Holding onto an old water pipe, I made it past the tailings, to the upper stage of the old cable tramway they used to lower ore into the side canyon beyond, but could see no clear trail from there. There was only a faint suggestion that I began to follow, but it continued only as far as the next little saddle on the outlying ridge between this and the next drainage. Below that, there might’ve been a switchback, so I kept going, but any sign of a trail completely disappeared, and I couldn’t spot anything else on the surrounding slopes. So I began picking my way down this dangerous slope of loose rock, as carefully as I possibly could, aiming for what I thought was the outcrop of metamorphic rock surrounding the seep, far below.
As expected, it was a nerve-wracking descent. I remembered making it on acid, back in the early 90s, after dosing at the mine and having a total freakout when I contemplated this slope from above. The way I prepared myself then was by imagining I was a mountain sheep, clenching the ball of my foot with each step for better traction. Whether real or imagined, it worked back then, but the boots I wear now are far too stiff for that.

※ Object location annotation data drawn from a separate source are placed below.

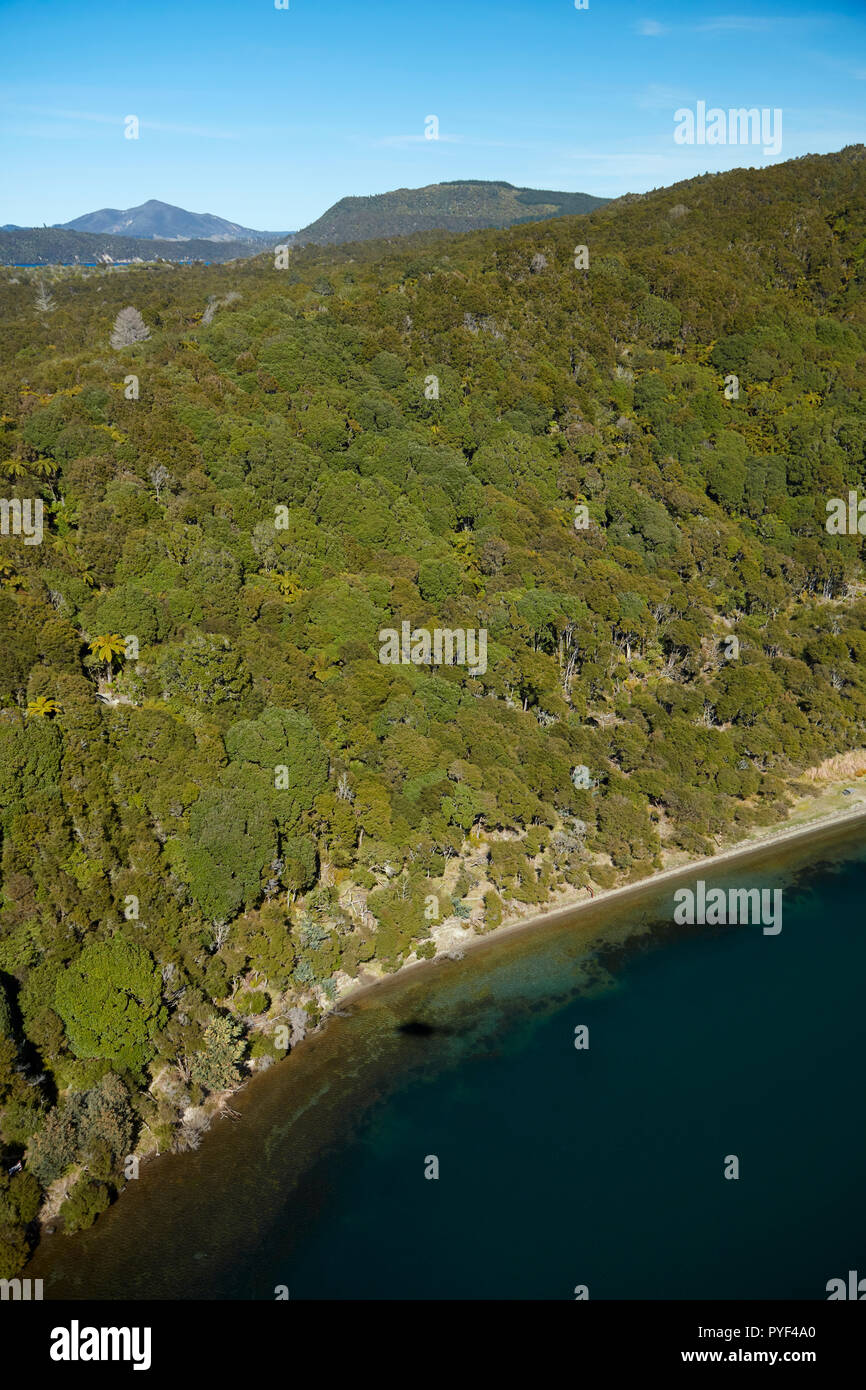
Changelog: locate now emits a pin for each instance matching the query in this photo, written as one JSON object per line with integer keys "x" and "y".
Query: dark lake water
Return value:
{"x": 556, "y": 1166}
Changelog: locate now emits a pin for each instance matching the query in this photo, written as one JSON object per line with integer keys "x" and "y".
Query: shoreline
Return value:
{"x": 742, "y": 849}
{"x": 328, "y": 1064}
{"x": 362, "y": 991}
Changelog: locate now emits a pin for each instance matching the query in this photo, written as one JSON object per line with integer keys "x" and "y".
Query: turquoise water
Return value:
{"x": 556, "y": 1166}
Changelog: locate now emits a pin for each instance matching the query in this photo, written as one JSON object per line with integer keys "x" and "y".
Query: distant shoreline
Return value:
{"x": 742, "y": 849}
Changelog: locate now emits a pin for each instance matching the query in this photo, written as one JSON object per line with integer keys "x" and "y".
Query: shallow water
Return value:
{"x": 556, "y": 1166}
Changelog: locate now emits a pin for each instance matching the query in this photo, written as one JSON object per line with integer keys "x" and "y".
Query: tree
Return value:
{"x": 84, "y": 1204}
{"x": 216, "y": 1066}
{"x": 106, "y": 648}
{"x": 110, "y": 1002}
{"x": 45, "y": 305}
{"x": 128, "y": 328}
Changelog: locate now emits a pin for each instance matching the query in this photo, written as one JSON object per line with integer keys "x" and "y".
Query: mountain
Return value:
{"x": 164, "y": 221}
{"x": 460, "y": 206}
{"x": 619, "y": 473}
{"x": 60, "y": 246}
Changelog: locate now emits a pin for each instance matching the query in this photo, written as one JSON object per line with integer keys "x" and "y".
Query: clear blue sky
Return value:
{"x": 268, "y": 116}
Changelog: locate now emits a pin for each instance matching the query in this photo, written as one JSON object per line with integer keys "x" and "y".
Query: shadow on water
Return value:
{"x": 216, "y": 1223}
{"x": 417, "y": 1029}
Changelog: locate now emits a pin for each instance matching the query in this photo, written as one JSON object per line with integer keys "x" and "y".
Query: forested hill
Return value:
{"x": 216, "y": 797}
{"x": 460, "y": 206}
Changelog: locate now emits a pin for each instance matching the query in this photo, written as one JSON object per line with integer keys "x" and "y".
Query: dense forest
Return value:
{"x": 217, "y": 802}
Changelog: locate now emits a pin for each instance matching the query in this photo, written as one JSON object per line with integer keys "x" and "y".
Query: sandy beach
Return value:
{"x": 581, "y": 906}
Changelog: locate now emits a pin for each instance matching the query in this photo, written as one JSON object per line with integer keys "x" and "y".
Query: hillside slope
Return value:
{"x": 220, "y": 797}
{"x": 460, "y": 206}
{"x": 163, "y": 221}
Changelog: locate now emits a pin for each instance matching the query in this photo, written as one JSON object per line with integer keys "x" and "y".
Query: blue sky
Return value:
{"x": 268, "y": 116}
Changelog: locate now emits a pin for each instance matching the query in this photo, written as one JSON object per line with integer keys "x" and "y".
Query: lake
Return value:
{"x": 558, "y": 1166}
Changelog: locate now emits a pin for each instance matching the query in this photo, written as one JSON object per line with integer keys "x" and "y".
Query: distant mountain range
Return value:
{"x": 154, "y": 220}
{"x": 160, "y": 231}
{"x": 462, "y": 206}
{"x": 60, "y": 246}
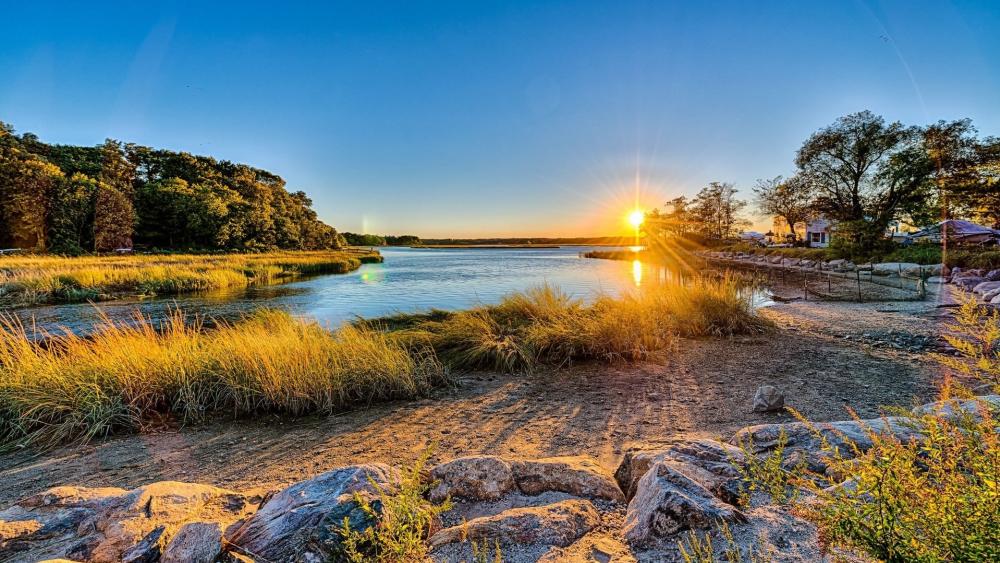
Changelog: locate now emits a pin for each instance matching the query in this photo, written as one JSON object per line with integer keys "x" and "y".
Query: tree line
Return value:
{"x": 356, "y": 239}
{"x": 72, "y": 199}
{"x": 864, "y": 173}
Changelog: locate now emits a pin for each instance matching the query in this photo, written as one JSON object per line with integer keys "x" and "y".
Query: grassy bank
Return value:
{"x": 26, "y": 280}
{"x": 545, "y": 327}
{"x": 926, "y": 254}
{"x": 127, "y": 377}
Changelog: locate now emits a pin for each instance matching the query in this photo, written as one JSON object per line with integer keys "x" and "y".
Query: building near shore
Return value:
{"x": 818, "y": 231}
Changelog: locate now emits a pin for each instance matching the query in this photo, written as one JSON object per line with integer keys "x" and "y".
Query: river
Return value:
{"x": 409, "y": 280}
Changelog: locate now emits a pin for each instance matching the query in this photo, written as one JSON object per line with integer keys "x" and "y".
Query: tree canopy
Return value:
{"x": 72, "y": 199}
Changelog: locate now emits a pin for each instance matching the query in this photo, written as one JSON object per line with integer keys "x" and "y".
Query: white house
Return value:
{"x": 817, "y": 232}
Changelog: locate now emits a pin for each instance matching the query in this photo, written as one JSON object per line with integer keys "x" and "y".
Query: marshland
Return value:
{"x": 512, "y": 282}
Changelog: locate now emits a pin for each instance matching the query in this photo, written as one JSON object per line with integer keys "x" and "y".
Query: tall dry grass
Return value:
{"x": 544, "y": 326}
{"x": 127, "y": 375}
{"x": 31, "y": 279}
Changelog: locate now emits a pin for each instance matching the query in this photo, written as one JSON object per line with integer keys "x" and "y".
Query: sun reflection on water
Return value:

Crossing back and forth over the continuously steep and narrow drainage to the seep, to avoid sheer pouroffs and rock walls – sometimes on the surrounding slopes and sometimes in the boulder-choked dry streambed itself – I slowly and carefully made it past what I’d originally thought to be the seep, and finally to the cleft of the seep, whose dammed-up tank amazingly held water – the only standing water I’d seen yet within our watershed of almost 50 square miles. But the seep itself looked completely dry, and there were no bees using it.
The descent of less than a mile had taken almost three more hours, and I could forget that warm shower, but reaching this point, from which I had a clear and relatively easy route back to camp, was a huge relief.
Following the old water pipe to the shade house, I briefly checked it out. Someone had been here and left an empty pop bottle since my last visit, moving the old box springs under the roof, but everything was otherwise intact.
I found the old road to the shade house completely undriveable without major work – a boulder weighing several hundred pounds has fallen into the lower part, and all the steep sections have additional erosion.
My last night in the mountains was bittersweet. I built a tiny fire with the last of my catclaw, ate the last of my leftovers and drank the last of my beer, but I found myself compulsively walking away from both the fire and the lantern, to let my eyes adjust and experience the land in its natural state.
The strap from my sleep screen that secures it under my bedding had torn off the night before, so I tried to do without it at first, but the mosquitos were persistent again and I had to fit the screen around me as best I could. I really wished I could keep sleeping out there under the stars for the rest of my life.